Sorry, in this case I don't want n-1 to be an IDENT.  It should be in
most cases, but in this case, when inside a :nth-child() function it
shouldn't be considered an IDENT.  In CSS it is perfectly valid to
have something like
   #n-1
where n-1 is the id of the element we want to find.

The reason I include whitespace explicitly in some places rather than
ignoring it is because it is important in one context in CSS.  In the
selector
   #a .b
the space between the #a and #b is significant because it indicates
that we are looking for an element with a class of "b" that is a
descendant of an element with an id of "a".  I couldn't figure out a
way to make the spaces everywhere else be ignored but still have this
one be recognized properly.  If the space isn't recognized properly,
"#a .b" is treated the same as "#a.b" which has a completely different
meaning.

> By default, ANTLR does greedy matching of tokens. In other words, it tries
> to match as much as possible based on your rules.  It also tokenizes before
> it parses.  So, if you don't want 4n-1 to be NUMBER IDENT, then you need to
> have a lexer rule to catch something different.  Does it help if you try a
> lexer rule that catches NUMBER 'n' as a TOKEN? and then use *that* in your
> expr rule?
>

I'm not sure exactly what you mean here.  I've looked at a bunch of
examples and can't figure it out.  I tried adding a

tokens {
   MAGN;
}

but then I'm not sure where to put the lexer rule.  I tried

ATERM : ( NUMBER? 'n' ) -> MAGN

but ANTLR claims MAGN is an unexpected token so obviously I'm doing
something wrong.

> Also, when I code expression parsers that don't care about whitespace, I
> just set whitespace to be ignored in the lexer.  ANTLR will still stop
> lexing tokens when it finds a whitespace.  So, in general, I never reference
> whitespace in the parser.  You need to fix your token stream so that the
> parser does the right thing with what it finds.
>
> Make a lexer rule for:  DASH? NUMBER? 'n'  Or maybe just for NUMBER 'n'
>

I tried a rule called ATERM that looked like

ATERM : DASH? NUMBER? 'n' ;

and tried putting that in the nth_child_expr as

nth_child_expr : ATERM S* ('+' | DASH) S* NUMBER and that didn't help either.

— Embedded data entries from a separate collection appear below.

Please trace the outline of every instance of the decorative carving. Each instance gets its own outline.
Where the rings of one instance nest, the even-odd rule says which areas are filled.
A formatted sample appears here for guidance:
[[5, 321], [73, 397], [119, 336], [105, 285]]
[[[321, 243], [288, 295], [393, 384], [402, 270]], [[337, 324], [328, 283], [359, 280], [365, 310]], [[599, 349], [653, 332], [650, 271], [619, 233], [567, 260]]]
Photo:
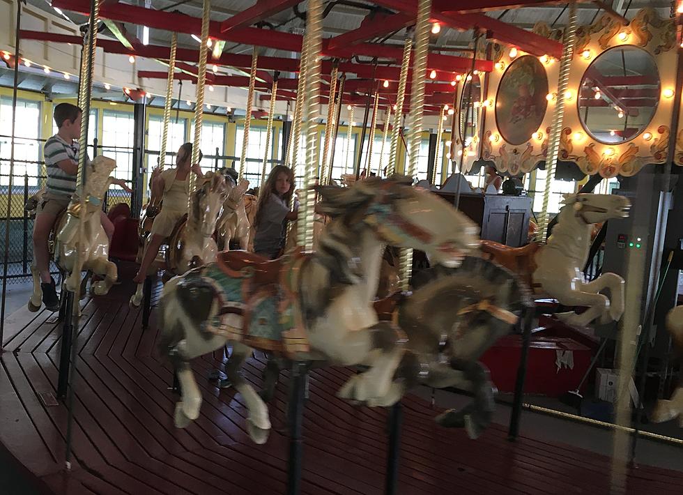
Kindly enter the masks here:
[[654, 163], [663, 163], [666, 160], [666, 153], [669, 144], [669, 128], [660, 125], [657, 128], [659, 137], [656, 137], [650, 147], [650, 152], [654, 158]]

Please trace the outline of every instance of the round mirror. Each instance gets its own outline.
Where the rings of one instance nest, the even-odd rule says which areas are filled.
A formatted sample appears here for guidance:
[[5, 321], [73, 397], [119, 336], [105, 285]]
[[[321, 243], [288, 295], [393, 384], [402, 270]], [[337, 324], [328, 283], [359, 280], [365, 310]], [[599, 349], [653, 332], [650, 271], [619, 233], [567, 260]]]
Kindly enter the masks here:
[[595, 59], [583, 74], [577, 99], [581, 125], [605, 144], [636, 137], [650, 124], [659, 102], [654, 59], [632, 45]]
[[548, 75], [531, 55], [513, 61], [500, 78], [496, 96], [496, 123], [506, 142], [517, 146], [538, 130], [548, 107]]
[[470, 146], [477, 134], [479, 102], [482, 100], [482, 81], [479, 74], [467, 76], [460, 97], [459, 130], [460, 139], [465, 147]]

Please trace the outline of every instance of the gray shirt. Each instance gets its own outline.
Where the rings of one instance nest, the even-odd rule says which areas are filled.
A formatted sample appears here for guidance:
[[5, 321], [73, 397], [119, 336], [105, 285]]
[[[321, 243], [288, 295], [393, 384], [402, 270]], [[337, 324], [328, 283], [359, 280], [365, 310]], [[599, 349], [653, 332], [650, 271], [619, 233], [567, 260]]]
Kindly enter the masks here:
[[254, 251], [274, 258], [282, 247], [284, 239], [284, 219], [289, 208], [277, 195], [270, 195], [261, 206], [261, 220], [254, 236]]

> Sorry for being vague, but I hope its helpful.
>

Hopefully, now that my full grammar is out there you can take a better
look at it and see what's going on.  I appreciate all the help, it's
been really valuable and I'm learning a lot (mostly how much I have to
learn about antlr ;)).

>> Rich
>
> --
> Kevin J. Cummings
> kjchome at rcn.com
> cummings at kjchome.homeip.net
> cummings at kjc386.framingham.ma.us
> Registered Linux User #1232 (http://counter.li.org)
>